Closure of Infinite Union may not equal Union of Closures/Proof 2

Theorem

Let $T$ be a topological space.

Let $I$ be an infinite indexing set.

Let $\family {H_i}_{i \mathop \in I}$ be an indexed family of subsets of a set $S$.

Let $\ds H = \bigcup_{i \mathop \in I} H_i$ be the union of $\family {H_i}_{i \mathop \in I}$.

Then it is not always the case that:

$\ds \bigcup_{i \mathop \in I} \map \cl {H_i} = \map \cl {\bigcup_{i \mathop \in I} H_i}$

where $\map \cl {H_i}$ denotes the closure of $H_i$.

Proof

Let $\struct {\R, \tau_d}$ denote the real number line with the usual (Euclidean) topology $\tau_d$.

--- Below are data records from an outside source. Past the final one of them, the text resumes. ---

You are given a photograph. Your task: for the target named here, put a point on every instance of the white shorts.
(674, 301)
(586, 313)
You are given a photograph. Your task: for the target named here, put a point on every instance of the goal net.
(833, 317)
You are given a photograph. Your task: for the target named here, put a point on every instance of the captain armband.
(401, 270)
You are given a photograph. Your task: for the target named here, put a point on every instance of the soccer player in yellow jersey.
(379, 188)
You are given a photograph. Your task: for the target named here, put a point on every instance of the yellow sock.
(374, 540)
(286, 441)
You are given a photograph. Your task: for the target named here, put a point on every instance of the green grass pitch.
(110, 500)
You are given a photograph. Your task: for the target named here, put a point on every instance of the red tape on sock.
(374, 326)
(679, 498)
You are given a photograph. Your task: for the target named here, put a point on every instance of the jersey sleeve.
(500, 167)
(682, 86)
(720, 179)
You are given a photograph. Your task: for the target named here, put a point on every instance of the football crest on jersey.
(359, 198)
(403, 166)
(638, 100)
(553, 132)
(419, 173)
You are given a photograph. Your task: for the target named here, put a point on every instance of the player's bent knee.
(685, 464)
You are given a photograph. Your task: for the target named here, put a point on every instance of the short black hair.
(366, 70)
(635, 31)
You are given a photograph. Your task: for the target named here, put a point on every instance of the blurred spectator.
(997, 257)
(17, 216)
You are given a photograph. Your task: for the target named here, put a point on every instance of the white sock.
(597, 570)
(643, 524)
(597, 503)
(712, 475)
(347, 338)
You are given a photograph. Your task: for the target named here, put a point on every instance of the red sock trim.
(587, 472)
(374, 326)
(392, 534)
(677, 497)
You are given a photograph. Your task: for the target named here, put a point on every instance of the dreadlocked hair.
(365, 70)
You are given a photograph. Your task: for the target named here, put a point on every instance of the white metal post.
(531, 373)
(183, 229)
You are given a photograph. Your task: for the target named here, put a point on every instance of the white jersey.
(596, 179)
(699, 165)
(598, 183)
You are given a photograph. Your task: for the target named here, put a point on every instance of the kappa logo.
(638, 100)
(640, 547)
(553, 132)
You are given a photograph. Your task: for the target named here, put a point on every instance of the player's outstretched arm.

Let $\struct {\Q, \tau_d}$ be the rational number space, also under the usual (Euclidean) topology $\tau_d$.

For a rational number $\alpha \in \Q$, let $B_\alpha$ denote the singleton containing $\alpha$.

$\ds \bigcup_{\alpha \mathop \in \Q} \map \cl {B_\alpha} = \Q$
$\ds \map \cl {\bigcup_{\alpha \mathop \in \Q} B_\alpha} = \R$

So it is seen that:

$\ds \bigcup_{\alpha \mathop \in \Q} \map \cl {B_\alpha} \subset \ds \map \cl {\bigcup_{\alpha \mathop \in \Q} B_\alpha}$

but it is not the case that:

$\ds \bigcup_{\alpha \mathop \in \Q} \map \cl {B_\alpha} = \ds \map \cl {\bigcup_{\alpha \mathop \in \Q} B_\alpha}$

and the result is apparent.

$\blacksquare$